The red truck is registered to a Joseph Smith. That’s what the slip of paper in the glove compartment says. The imprint also comes back to Joseph Smith. The VIN number inside the door is tied to a red Dodge Dakota that was sold by Rocket Pit Stop motors to one Joseph Smith in 2001. Even Joseph Smith, the young man driving the Dakota is carrying a license that belongs to Joseph Smith, a man with a social security number and a DL number and who somewhere has a birth certificate that says he was born in 1973 in Cullman City at St. Mary’s Hospital, and probably has drawers full of legally-binding documents that belong to someone else other than the young man driving the red Dakota right now.
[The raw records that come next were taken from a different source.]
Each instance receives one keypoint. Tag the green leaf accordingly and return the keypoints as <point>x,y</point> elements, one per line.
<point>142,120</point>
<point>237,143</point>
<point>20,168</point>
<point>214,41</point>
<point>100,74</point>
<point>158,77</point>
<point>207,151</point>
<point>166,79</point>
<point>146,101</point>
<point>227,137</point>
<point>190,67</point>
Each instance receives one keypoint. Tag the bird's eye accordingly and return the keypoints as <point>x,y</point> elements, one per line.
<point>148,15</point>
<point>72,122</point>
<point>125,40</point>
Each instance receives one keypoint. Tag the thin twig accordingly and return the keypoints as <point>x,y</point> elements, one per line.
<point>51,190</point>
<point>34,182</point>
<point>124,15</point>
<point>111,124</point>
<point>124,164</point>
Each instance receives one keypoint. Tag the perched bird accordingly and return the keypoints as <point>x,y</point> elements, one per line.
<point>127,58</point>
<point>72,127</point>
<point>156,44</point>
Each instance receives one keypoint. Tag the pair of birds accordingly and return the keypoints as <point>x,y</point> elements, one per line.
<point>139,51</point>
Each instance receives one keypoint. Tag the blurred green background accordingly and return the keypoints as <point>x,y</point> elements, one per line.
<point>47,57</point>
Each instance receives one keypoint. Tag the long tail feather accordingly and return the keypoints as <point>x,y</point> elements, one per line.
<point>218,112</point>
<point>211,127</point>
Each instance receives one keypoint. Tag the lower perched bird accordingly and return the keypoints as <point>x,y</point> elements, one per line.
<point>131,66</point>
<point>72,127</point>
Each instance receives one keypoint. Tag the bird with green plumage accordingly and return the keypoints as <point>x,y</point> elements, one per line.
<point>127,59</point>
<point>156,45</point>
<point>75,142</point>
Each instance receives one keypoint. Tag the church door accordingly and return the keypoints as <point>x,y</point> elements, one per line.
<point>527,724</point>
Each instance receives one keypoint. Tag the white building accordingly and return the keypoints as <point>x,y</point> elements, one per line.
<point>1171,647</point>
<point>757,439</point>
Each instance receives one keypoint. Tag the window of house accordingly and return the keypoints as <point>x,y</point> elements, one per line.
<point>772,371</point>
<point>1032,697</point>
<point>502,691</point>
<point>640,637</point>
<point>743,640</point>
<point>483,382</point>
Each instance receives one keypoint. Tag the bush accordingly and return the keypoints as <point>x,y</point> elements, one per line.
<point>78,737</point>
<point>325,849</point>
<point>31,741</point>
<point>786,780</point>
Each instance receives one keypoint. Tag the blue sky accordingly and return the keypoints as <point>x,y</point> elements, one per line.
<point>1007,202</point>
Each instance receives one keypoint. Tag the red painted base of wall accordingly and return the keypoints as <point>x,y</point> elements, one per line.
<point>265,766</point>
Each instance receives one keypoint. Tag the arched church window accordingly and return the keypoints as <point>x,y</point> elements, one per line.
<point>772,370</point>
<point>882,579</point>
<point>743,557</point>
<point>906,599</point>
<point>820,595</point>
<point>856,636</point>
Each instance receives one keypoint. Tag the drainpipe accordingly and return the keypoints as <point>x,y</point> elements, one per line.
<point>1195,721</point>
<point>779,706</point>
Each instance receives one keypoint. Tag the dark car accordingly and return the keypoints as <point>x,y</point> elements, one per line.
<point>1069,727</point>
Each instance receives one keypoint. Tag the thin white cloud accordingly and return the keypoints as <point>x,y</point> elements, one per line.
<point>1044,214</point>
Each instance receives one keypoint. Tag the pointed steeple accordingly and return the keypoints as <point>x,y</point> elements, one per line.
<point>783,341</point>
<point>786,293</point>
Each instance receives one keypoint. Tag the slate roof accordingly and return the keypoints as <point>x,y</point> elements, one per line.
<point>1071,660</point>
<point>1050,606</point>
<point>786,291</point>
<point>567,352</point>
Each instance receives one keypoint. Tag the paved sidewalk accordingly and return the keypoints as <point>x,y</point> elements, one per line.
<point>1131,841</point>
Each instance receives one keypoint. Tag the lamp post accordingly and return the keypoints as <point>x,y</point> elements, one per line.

His name is Jose, and he is lucky, very lucky to have only two letters to add to his name and an accent designate to take away, and to look exactly like a man who has almost the same name as him; indeed he is very similar, except that he was born in Idaho, and Jose was born in Mexico.
“That’s why they call me a cowboy, baby….
riding at night ’cause I sleep all day…”
The windows are down and Jose is driving south. He is speeding and it is a beautiful day. He has his windows down and is letting the wind play with his hair, and he is glad because it is his sister’s birthday. He thinks about the place they will meet that the fence divides down the middle. Half of them are on one side, and half of them are on the other.
If half of your family were on the other side of the fence, and you cried every April 22nd because you watched your mom try not to cry while she held your sister’s hand through a chain link fence?
The though popped out of nowhere and had nothing to do with what was happening only a few seconds before. He had his music playing through an Ipod Race, and his mood to urge and listen to Kid Rock songs that he didn’t know the American Boys laughed about had changed along with song.